Labels are not uncommon in my family: Catholics, Protestants, Jehovah’s Witnesses, atheists, Buddhist-Hindu-mystics, agnostics, and one Sathya Sai Babba devotee. Our coming-of-age initiation has always been a flame-proof test of one’s beliefs. One could pass by not abandoning individuality, but learning to simultaneously leave room to build and change. The process is one that I continuously experience, as each of my skeptical, cynical, and optimistic filters test every claim that tries to gain admission into my beliefs. Sometimes, I wish I could simply believe what I am told; that, a least, would allow me to have more time to sleep at night. Yet, I find myself incapable of taking my daily lessons at face value, lest I ever start to look like my poor Tia Martha.

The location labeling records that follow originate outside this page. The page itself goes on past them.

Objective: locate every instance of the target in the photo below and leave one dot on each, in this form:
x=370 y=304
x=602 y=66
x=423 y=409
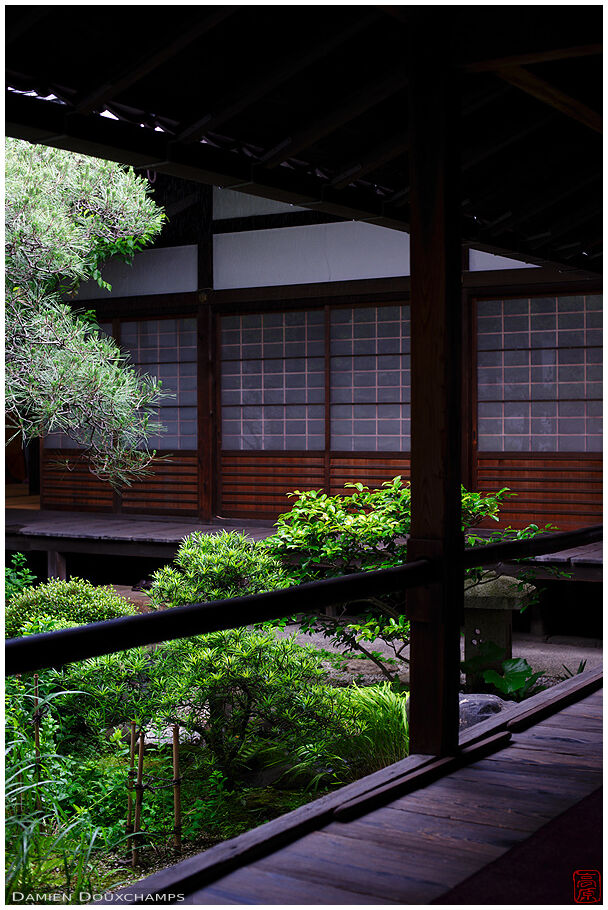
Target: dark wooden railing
x=53 y=649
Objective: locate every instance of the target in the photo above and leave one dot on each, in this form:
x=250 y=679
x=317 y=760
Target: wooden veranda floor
x=484 y=824
x=155 y=536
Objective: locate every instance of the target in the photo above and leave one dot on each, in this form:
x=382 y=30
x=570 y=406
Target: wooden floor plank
x=576 y=742
x=571 y=722
x=371 y=870
x=428 y=826
x=545 y=757
x=508 y=808
x=419 y=846
x=252 y=885
x=449 y=852
x=529 y=778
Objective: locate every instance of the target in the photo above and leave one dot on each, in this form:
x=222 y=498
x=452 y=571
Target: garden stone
x=488 y=609
x=477 y=707
x=474 y=708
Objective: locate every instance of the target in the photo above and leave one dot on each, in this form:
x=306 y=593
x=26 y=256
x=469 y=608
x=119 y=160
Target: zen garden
x=271 y=436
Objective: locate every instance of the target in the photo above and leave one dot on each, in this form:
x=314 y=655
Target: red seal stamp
x=587 y=886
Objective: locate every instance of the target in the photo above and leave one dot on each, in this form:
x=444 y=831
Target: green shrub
x=216 y=566
x=324 y=536
x=75 y=602
x=17 y=576
x=382 y=714
x=247 y=693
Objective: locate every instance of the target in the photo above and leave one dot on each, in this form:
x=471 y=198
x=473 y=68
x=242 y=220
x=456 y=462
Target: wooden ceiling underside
x=309 y=104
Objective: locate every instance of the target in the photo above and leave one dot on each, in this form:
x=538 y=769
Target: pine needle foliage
x=66 y=214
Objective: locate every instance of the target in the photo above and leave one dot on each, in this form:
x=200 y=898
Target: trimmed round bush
x=214 y=567
x=75 y=601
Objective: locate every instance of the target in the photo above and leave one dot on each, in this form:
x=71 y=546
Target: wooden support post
x=56 y=565
x=435 y=610
x=177 y=804
x=37 y=743
x=139 y=794
x=131 y=780
x=206 y=409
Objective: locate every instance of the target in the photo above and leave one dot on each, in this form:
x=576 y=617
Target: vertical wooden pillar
x=206 y=408
x=56 y=565
x=435 y=255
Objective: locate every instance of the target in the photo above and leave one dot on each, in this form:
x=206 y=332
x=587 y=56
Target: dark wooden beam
x=206 y=417
x=542 y=90
x=377 y=156
x=436 y=306
x=528 y=58
x=475 y=155
x=171 y=46
x=240 y=98
x=565 y=225
x=31 y=17
x=542 y=203
x=345 y=109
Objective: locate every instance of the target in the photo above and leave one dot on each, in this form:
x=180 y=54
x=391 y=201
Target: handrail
x=53 y=649
x=551 y=542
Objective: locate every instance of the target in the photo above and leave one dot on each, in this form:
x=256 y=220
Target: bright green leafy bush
x=216 y=566
x=75 y=602
x=17 y=576
x=325 y=536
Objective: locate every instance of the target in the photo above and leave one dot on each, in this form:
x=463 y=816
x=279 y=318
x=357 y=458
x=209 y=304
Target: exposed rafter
x=526 y=81
x=565 y=225
x=380 y=154
x=249 y=92
x=543 y=55
x=344 y=111
x=475 y=155
x=127 y=76
x=542 y=203
x=30 y=17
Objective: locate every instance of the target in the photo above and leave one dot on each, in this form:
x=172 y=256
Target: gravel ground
x=543 y=654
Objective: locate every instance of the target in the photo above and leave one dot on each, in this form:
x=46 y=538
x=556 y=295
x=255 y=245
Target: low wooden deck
x=112 y=535
x=372 y=842
x=133 y=535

Returning to that family festival, I remember my favorite great aunt: Tia Alicia, her frail body revealing the metastasis of cancer, dancing with my cousin between the tables in her sequined scarlet heels. Soon the rest of us will join her, because even though we know that her death is near, she gives us no reason to be sad. Having already solidified her answers, she is confident about her soul’s destination and has seen her purposes achieved. It is a phenomenon I had witnessed at my own grandmother’s death. When Abuelita Susana had known that her cancer would soon end her life, she quit her job as a chemist and began to host as many family parties as possible. After all, her days of questioning were over. Now, her favorite answers told her how to best reap the fruits of her efforts.
When I stop to check my progress at living, I find that I still have too many curious questions and find too many answers to commit to any yet. If I am going to choose a path for myself, I will not tread it in standard black. I have a lot of evidence left to gather, for only then will I be able to fully partake in the hearty discourse at my family's table.